Antón Bruquetas Serantes
Antón Bruquetas REDACCIÓN / LA VOZ

DEPORTES

RAFAEL MARCHANTE | Reuters

El especialista en olas gigantes Eric Rebiere, afincado en Galicia desde hace años, relata su experiencia en la legendaria ondulación de Portugal

05 nov 2015 . Actualizado a las 05:00 h.

«Me concentro en la respiración. Trato de no pensar en nada, en relajarme y dejar que pase el tiempo hasta que subes de nuevo a la superficie. Siempre acabas mareado. El golpe de una ola así es aterrador. Pierdes hasta la noción de dónde te encuentras». Hace doce años, Eric Rebiere (Arraial do Cabo, Rio de Janeiro, 1978), un surfista franco-brasileño especialista en olas gigantes y que está afincado en Galicia desde hace años, tuvo su primera experiencia en Nazaré, la meca mundial del surf extremo que el pasado fin de semana inauguró una nueva temporada.

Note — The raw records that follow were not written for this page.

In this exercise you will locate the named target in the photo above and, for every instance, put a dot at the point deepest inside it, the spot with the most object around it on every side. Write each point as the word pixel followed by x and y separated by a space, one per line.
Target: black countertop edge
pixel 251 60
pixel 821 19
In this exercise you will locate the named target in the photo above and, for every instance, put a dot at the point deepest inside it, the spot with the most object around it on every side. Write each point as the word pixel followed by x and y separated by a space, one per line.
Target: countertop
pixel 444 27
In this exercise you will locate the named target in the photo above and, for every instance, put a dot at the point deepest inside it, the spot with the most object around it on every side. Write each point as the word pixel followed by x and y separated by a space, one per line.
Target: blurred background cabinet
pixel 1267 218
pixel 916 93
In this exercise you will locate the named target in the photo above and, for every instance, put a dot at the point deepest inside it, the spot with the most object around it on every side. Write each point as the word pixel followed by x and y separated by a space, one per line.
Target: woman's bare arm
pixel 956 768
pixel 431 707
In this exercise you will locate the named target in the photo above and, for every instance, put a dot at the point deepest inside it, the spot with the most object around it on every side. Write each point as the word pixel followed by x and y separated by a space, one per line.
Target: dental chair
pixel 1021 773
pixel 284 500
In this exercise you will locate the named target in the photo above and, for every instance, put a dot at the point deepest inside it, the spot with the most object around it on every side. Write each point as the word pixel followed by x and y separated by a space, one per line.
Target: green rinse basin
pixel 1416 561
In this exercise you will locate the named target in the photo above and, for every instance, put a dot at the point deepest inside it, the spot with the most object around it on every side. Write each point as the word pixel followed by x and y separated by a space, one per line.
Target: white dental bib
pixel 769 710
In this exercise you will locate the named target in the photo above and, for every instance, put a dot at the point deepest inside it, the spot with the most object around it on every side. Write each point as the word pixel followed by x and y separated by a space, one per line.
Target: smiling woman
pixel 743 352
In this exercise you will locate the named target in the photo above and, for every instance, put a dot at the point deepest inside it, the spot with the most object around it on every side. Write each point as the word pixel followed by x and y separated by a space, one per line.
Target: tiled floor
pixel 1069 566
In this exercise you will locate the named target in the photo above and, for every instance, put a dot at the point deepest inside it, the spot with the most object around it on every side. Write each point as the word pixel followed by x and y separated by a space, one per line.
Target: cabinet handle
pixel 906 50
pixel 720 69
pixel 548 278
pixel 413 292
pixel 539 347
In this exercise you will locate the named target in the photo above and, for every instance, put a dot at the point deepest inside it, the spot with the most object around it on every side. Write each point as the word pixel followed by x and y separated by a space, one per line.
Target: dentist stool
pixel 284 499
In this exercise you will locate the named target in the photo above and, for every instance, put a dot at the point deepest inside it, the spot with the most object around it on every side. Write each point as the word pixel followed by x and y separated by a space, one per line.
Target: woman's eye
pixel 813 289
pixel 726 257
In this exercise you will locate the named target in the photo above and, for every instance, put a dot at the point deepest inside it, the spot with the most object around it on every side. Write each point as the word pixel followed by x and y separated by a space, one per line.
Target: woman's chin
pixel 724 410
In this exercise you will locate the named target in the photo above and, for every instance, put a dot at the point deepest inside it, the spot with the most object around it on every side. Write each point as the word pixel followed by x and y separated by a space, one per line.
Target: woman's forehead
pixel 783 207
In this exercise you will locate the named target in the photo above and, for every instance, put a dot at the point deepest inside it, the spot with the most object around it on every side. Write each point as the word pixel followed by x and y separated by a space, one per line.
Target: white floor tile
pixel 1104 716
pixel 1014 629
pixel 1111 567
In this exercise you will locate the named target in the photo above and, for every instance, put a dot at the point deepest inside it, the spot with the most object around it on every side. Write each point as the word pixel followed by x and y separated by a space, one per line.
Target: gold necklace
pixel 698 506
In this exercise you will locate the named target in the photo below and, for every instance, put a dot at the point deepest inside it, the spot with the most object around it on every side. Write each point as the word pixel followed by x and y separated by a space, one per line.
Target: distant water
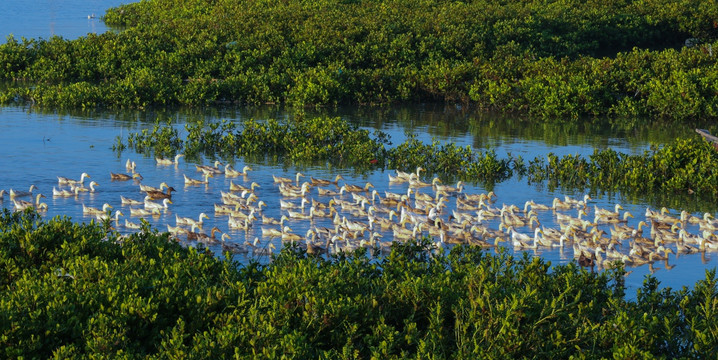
pixel 44 18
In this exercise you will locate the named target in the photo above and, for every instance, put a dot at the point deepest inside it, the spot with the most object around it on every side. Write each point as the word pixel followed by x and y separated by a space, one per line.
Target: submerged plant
pixel 92 294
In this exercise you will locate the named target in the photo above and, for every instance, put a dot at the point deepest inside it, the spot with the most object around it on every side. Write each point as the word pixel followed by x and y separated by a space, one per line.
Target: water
pixel 45 18
pixel 38 147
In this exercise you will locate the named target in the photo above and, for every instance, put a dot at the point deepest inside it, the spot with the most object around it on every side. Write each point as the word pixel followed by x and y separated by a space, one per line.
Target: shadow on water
pixel 505 134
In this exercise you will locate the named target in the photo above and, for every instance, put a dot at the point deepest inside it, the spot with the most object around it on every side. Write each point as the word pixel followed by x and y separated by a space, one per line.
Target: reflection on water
pixel 45 18
pixel 39 146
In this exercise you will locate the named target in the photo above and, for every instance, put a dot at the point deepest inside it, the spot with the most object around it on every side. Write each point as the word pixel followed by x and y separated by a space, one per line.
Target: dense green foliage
pixel 70 291
pixel 547 58
pixel 685 166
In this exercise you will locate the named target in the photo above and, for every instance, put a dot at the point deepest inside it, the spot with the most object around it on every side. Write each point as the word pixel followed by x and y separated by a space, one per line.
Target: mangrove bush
pixel 71 290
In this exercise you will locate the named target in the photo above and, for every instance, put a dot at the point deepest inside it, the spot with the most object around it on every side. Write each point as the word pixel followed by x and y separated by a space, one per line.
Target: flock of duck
pixel 336 216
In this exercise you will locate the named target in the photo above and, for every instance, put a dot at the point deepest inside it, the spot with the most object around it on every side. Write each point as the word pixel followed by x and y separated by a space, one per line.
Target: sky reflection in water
pixel 39 147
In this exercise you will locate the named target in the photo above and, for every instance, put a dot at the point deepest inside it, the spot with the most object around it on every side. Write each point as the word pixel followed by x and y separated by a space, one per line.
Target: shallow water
pixel 38 147
pixel 45 18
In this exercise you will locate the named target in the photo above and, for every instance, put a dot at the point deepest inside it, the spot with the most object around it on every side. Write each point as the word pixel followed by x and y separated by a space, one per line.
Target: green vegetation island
pixel 71 290
pixel 83 291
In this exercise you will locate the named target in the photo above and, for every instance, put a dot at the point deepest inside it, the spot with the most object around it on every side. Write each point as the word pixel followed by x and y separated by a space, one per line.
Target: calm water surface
pixel 38 147
pixel 45 18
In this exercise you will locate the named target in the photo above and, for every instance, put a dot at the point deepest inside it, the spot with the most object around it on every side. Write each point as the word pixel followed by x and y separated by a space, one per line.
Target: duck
pixel 231 172
pixel 559 204
pixel 157 195
pixel 124 177
pixel 291 237
pixel 189 181
pixel 66 181
pixel 285 180
pixel 191 222
pixel 535 206
pixel 262 251
pixel 149 205
pixel 610 219
pixel 127 201
pixel 80 188
pixel 214 170
pixel 272 221
pixel 14 194
pixel 237 187
pixel 21 205
pixel 161 161
pixel 272 232
pixel 147 188
pixel 575 202
pixel 106 216
pixel 322 182
pixel 143 212
pixel 130 166
pixel 288 192
pixel 95 211
pixel 356 188
pixel 519 240
pixel 242 224
pixel 449 189
pixel 416 183
pixel 65 193
pixel 488 197
pixel 327 192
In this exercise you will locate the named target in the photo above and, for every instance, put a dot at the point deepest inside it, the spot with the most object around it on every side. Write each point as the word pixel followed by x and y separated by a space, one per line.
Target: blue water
pixel 45 18
pixel 38 147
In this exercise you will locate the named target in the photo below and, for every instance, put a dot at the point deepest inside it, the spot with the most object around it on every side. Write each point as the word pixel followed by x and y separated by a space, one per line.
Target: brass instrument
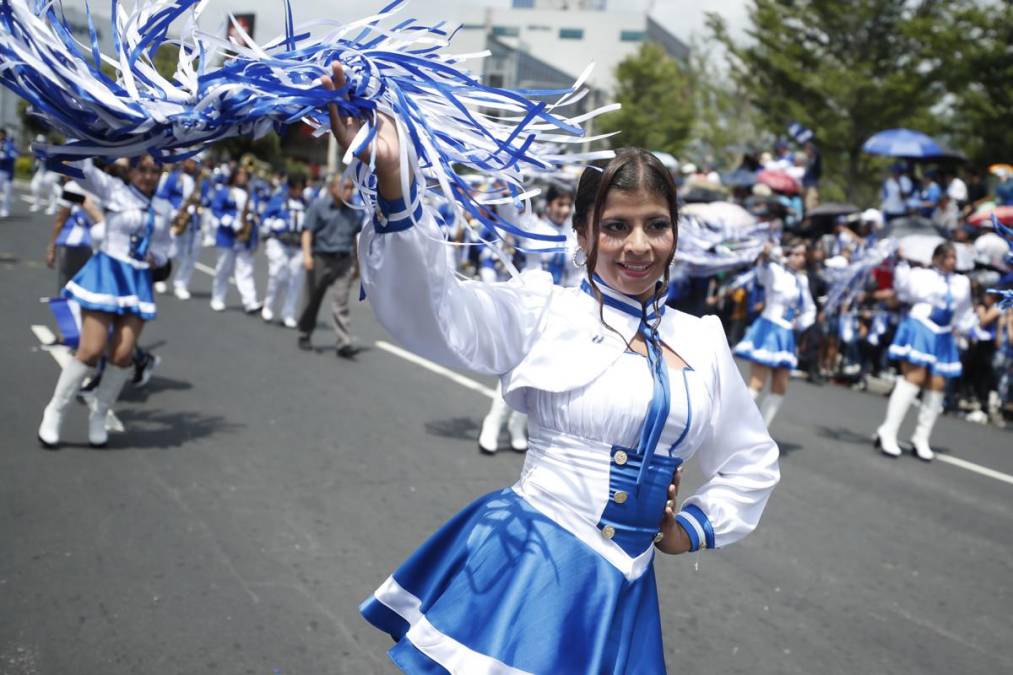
pixel 183 217
pixel 246 231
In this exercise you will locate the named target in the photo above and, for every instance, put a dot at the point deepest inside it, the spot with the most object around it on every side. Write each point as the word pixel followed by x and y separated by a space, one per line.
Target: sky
pixel 682 17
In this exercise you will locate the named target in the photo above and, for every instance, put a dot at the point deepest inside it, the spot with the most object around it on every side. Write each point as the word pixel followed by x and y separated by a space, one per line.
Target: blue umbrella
pixel 739 178
pixel 904 143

Pero desde entonces hasta ahora las cosas han cambiado una barbaridad. «Antes se cogía mucho más pequeño». Hoy, con la ayuda de motos de agua que los remolcan hasta la rompiente, tratan de domesticar ondulaciones de más de 30 metros. «Esto ya es otro deporte», asegura Rebiere.

Velocidad

«Más parecido al windsurf». La enorme masa de agua salada que se forma antes de golpear la costa de Praia do Norte propicia que los surfistas se deslicen por la superficie del agua a velocidades cercanas a los 60 kilómetros por hora. «Vas con los pies en los straps (unas cinchas que sujetan los pies del sufista a la tabla) y aún así es muy difícil de controlar», comenta Rebiere. «Mi compañero de equipo -el alemán Sebastian Steudtner-, para mí es uno de los mejores del mundo. Viene del windsurf, que quizás se parece más a lo que hacemos en Nazaré que el surf. De hecho, en olas normales soy bastante mejor surfista que él -Rebiere llegó a estar entre los mejores 45 surfistas del planeta-, pero aquí me lleva ventaja», reconoce.